Schon lange nicht mehr so gelacht! Denis Scheck beschreibt, wie er als Kind literarisch sozialisiert wurde. Seine Lieblingslektüre, SF- und Fantasy-Übersetzungen aus dem Amerikanischen, waren dermaßen schludrig gemacht und willkürlich gekürzt, dass der Dreizehnjährige sich kurzerhand dachte: Das kann ich auch! Er bewarb sich um eine freie Mitarbeit bei einem Verlag. Erfolgreich.

Nicht immer so einfach, nicht immer so witzig und in jedem einzelnen Fall anders gestaltete sich der Berufseinstieg und die weitere Tätigkeit von zehn Lektorinnen und Lektoren, deren Aufsätze in diesem Band versammelt sind. Dieter Wellershoff macht den Beginn; VFLL-Kollegin Momo Evers kommt ebenso zu Wort wie Herausgeber Gunther Nickel.
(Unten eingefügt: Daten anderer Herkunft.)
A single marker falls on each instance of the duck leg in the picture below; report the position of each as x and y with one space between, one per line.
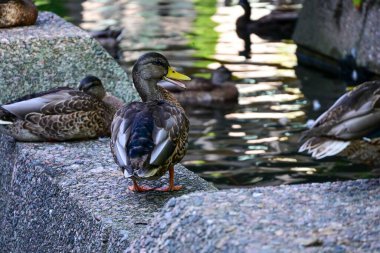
139 188
171 186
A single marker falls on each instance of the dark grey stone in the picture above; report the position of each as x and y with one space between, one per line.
335 28
330 217
55 53
71 197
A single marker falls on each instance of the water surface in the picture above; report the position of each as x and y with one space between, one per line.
254 142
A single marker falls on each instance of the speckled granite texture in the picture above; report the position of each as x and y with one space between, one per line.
329 217
55 53
337 28
71 197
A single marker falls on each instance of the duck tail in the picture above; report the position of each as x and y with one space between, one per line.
6 118
320 147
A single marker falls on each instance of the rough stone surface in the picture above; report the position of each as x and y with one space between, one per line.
55 53
71 197
328 217
335 28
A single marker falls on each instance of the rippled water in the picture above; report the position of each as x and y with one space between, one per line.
255 141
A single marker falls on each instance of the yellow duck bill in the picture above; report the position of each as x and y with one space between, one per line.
174 77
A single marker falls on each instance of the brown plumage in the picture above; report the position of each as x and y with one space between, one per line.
17 13
148 138
350 128
59 114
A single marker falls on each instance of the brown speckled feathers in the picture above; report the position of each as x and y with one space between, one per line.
17 13
151 135
57 115
350 127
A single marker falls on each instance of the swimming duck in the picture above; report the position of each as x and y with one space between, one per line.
110 39
200 91
148 138
60 114
277 25
350 128
17 13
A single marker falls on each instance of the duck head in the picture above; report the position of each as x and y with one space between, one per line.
221 75
93 86
150 69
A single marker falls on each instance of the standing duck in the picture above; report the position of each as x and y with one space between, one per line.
17 13
148 138
60 114
350 128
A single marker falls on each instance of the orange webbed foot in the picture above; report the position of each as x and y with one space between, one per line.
170 188
139 188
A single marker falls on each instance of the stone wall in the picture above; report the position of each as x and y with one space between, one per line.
55 53
336 29
71 197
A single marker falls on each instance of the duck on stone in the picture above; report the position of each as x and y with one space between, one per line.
17 13
350 128
205 92
148 138
60 114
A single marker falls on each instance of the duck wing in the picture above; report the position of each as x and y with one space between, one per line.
146 135
354 115
56 101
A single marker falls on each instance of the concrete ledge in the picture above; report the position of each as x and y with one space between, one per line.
328 217
55 53
71 197
336 29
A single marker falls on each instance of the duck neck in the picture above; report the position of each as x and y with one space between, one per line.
247 10
147 89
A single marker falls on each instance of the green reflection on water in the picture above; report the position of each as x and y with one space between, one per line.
56 6
204 37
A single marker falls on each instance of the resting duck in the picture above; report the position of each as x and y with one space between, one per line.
60 114
17 13
148 138
350 128
277 25
109 39
206 92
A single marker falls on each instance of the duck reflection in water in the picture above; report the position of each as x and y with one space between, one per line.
206 92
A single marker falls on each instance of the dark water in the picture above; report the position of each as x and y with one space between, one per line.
255 141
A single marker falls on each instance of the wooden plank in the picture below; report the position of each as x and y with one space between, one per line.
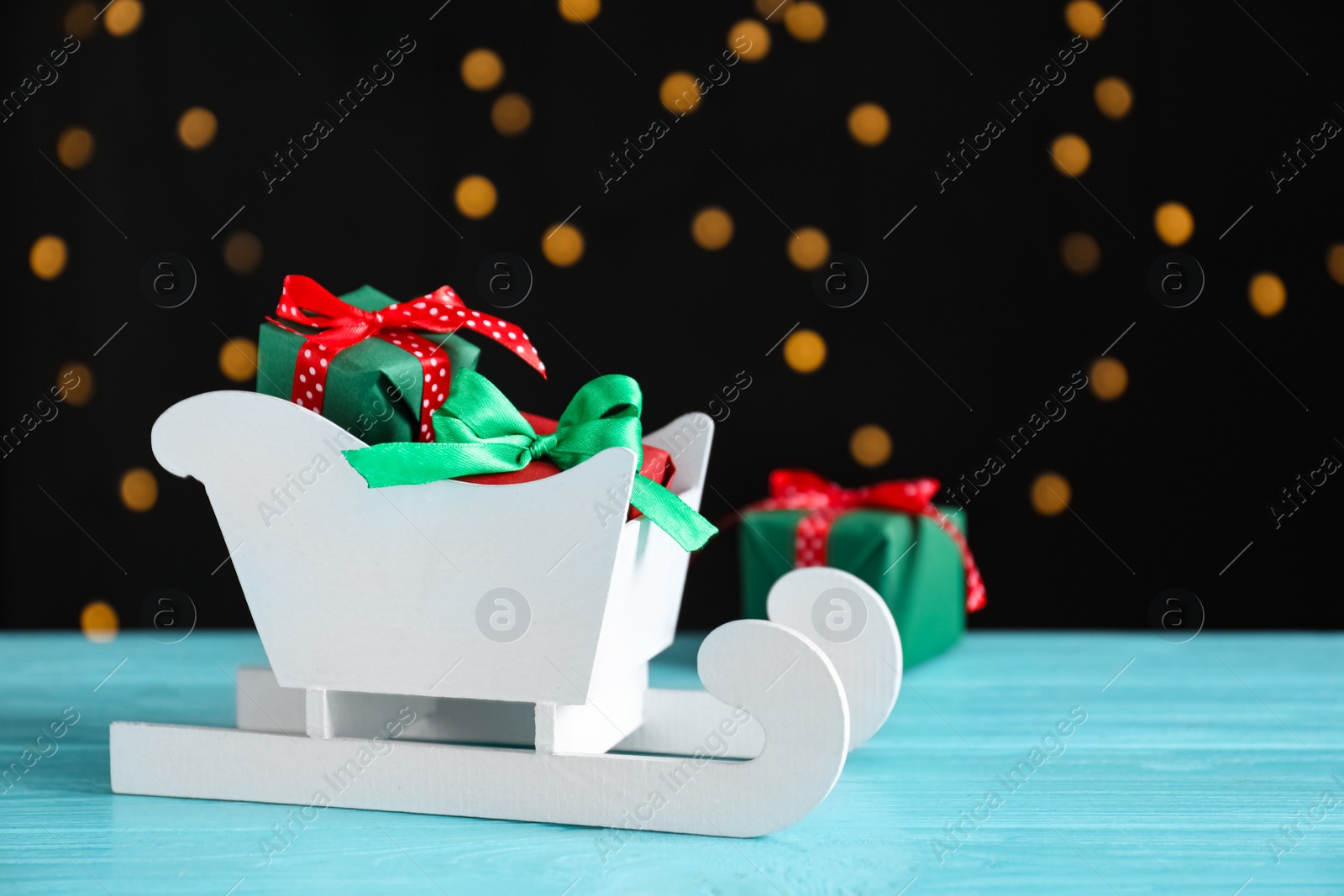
1187 766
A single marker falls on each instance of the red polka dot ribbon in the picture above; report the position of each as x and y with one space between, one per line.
342 325
806 490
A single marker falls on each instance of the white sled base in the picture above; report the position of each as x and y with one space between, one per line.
750 755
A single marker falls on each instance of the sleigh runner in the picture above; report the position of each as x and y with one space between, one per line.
515 625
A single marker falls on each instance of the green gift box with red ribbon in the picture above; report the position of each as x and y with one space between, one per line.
890 535
374 365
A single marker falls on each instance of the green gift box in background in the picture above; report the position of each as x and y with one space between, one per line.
376 385
918 567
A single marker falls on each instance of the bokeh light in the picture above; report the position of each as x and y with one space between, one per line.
197 128
711 228
869 123
123 18
475 196
1268 295
511 114
98 622
870 445
1085 18
808 249
74 147
139 490
481 69
47 257
1070 154
750 39
804 351
242 251
1335 262
239 359
679 93
1108 379
578 11
77 379
1050 495
806 20
1113 97
564 244
1173 223
1081 253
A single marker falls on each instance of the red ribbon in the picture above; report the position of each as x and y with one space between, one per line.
806 490
342 325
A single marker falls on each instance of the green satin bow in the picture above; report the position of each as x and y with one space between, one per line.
479 430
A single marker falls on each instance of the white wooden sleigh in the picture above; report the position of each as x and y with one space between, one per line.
514 624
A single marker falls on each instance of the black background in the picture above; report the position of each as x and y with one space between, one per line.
1169 481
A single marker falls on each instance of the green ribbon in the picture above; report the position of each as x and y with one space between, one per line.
479 430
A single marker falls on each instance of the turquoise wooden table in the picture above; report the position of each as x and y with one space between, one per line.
1214 766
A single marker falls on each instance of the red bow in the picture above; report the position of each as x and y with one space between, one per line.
342 325
806 490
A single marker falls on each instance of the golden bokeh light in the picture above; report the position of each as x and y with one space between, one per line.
139 490
81 19
578 11
481 69
711 228
1108 379
1268 295
77 380
197 128
1050 495
47 257
98 622
1113 97
750 39
511 114
1173 223
1335 262
239 359
808 249
869 123
679 93
1085 18
74 147
242 253
475 196
123 18
562 244
1081 253
804 351
1070 154
806 20
870 445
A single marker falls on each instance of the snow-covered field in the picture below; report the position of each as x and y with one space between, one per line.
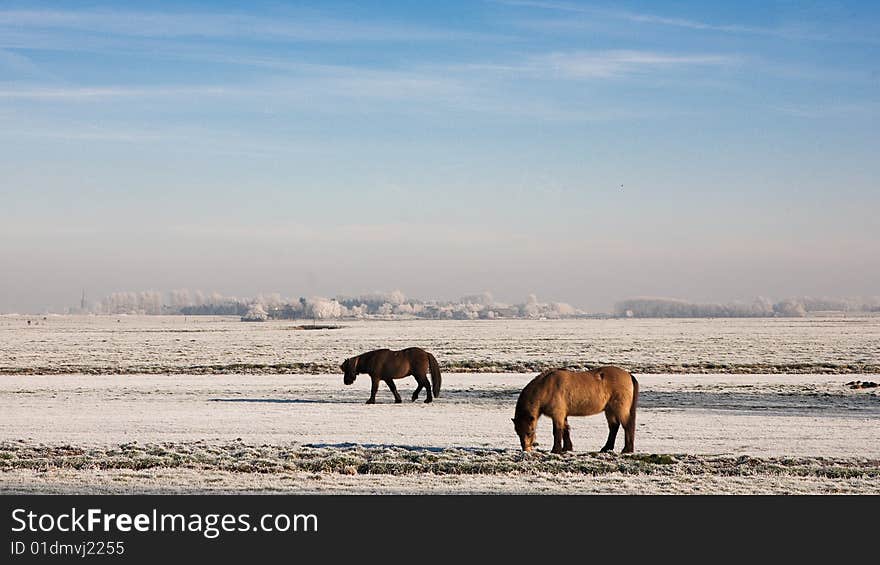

Weniger analytisch denn anekdotenhaft, anhand individueller Erfahrungen und der eigenen Berufsrealität, nähern sich die Autoren dem Thema Lektorat. Das ganze Spektrum der Tätigkeit wird bei weitem nicht abgedeckt. Und auch die Antwort auf die Titelfrage bleibt das Buch schuldig. Es drängt sich der Eindruck auf, dass der Idealismus der Lektorinnen und Lektoren nach wie vor stärkste Kraft ist, um die Krise aufzuhalten. Und das muss angesichts der Honorare bedenklich stimmen. Dennoch ist die Lektüre äußerst bereichernd für alle, die den eigenen Beruf nicht nur ausüben, sondern auch reflektieren.